The lawsuit describes a workplace in which the Mexican-American plaintiffs “were expected to work harder than their Caucasian counterparts and were not given the same overtime opportunities throughout the terms of their employment.”

“From our perspective, it possibly shows that there was some type of dual system going on,” said Ilija Cvetich, whose law firm is representing Gonzalez and his former colleagues.

That’s not much of a stretch, given a racially charged document, distributed to warehouse managers, that gives tips on how to deal with Hispanic employees. Excerpts from this document went viral online this past week.

Titled “Organization Effectiveness, Employee and Labor Relations Multi-Cultural Tips,” it explains that not all Hispanics “eat tacos and burritos” or wear sombreros. It goes on to discern Mexicans from other Hispanic communities with the description “Mexicans (lower education level, some may be undocumented).”

In a section on building Hispanic employees’ trust, the document says that Hispanics are “very loyal to those whom they have grown to trust,” and advises that “[for] Hispanics, family is the highest priority, everything else, including work, is secondary.”

“[L]ook for ways to take advantage of these strong familial tendencies as a source of motivation in the workplace.”

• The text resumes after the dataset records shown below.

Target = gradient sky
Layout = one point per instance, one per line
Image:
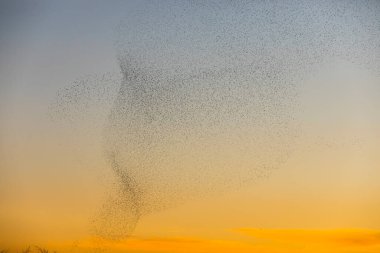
(324, 198)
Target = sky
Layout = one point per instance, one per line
(184, 126)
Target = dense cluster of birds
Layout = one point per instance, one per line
(207, 96)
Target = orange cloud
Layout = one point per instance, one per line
(260, 241)
(338, 237)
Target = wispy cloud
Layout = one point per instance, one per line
(337, 237)
(259, 240)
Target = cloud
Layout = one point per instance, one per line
(337, 237)
(259, 240)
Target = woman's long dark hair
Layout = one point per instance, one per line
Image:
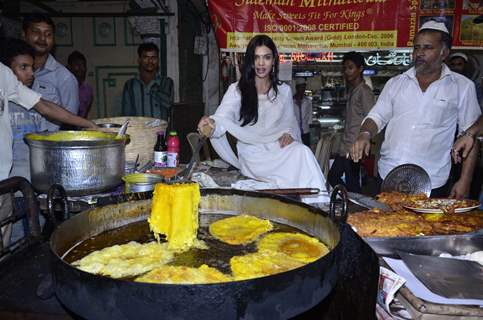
(249, 96)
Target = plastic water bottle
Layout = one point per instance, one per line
(160, 151)
(173, 149)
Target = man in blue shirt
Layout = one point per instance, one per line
(149, 94)
(52, 80)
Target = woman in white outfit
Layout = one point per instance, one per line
(258, 111)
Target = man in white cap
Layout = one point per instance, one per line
(420, 110)
(458, 62)
(303, 110)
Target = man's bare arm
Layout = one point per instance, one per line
(363, 143)
(461, 188)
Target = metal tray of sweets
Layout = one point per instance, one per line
(428, 245)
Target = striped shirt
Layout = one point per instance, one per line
(152, 100)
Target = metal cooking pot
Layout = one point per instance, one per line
(278, 296)
(83, 162)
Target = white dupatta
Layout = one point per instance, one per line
(276, 117)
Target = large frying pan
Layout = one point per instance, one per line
(278, 296)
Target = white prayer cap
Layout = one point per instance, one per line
(459, 55)
(434, 25)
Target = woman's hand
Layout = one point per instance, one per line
(285, 140)
(206, 126)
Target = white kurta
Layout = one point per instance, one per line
(260, 156)
(420, 126)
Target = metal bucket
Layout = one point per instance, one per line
(83, 162)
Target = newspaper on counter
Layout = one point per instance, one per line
(389, 284)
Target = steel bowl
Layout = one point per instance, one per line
(83, 162)
(141, 182)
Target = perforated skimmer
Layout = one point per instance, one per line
(407, 178)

Most of this document appears to come, often verbatim, from an 11-year-old report funded by the U.S. Department of Agriculture Forest Service’s Wood Education and Resource Center in Princeton, W.Va., and written by a group called Holladay Management Services Inc., which seems to have dissolved. Though not as racially charged as the Target document, this report also has its moments, including a portion on the value of generalizing when discussing Hispanic cultures, which states, “The use of generalization is a valuable tool in helping us to better understand and predict the behaviors of a group of people.”

“When that paper came into our hands—wow,” said Gonzalez of the Target document. “How I felt, what I went through, it all backed up my suspicions.”

Target representative Molly Snyder sent SN&R an email apology. “This document, which was used during an isolated conversation about diversity, was never part of any formal or company-wide training and was a mistake. We are sorry.” She did not respond to follow-up questions.

Beyond voicing surprise in finding that Target acknowledged that the document was real, Cvetich said that there’s little else to say on the case at the moment. His firm isn’t scheduled to meet Target in Yolo County court until mid-October, so national attention is expected to wane.

Gonzalez wouldn’t mind that.

“It was a simple step that we had to take—just talk to an attorney. But somehow, it exploded into what it is,” Gonzalez said. “It’s overwhelming.”

The three men are suing Target Corporation for an undisclosed amount. When asked by others about the monetary implications of taking on the big-box chain (which raked in an estimated $73.3 billion in 2013 revenue), Gonzalez doesn’t take the bait.

“We suffered there,” he said. “It’s about more than the money.”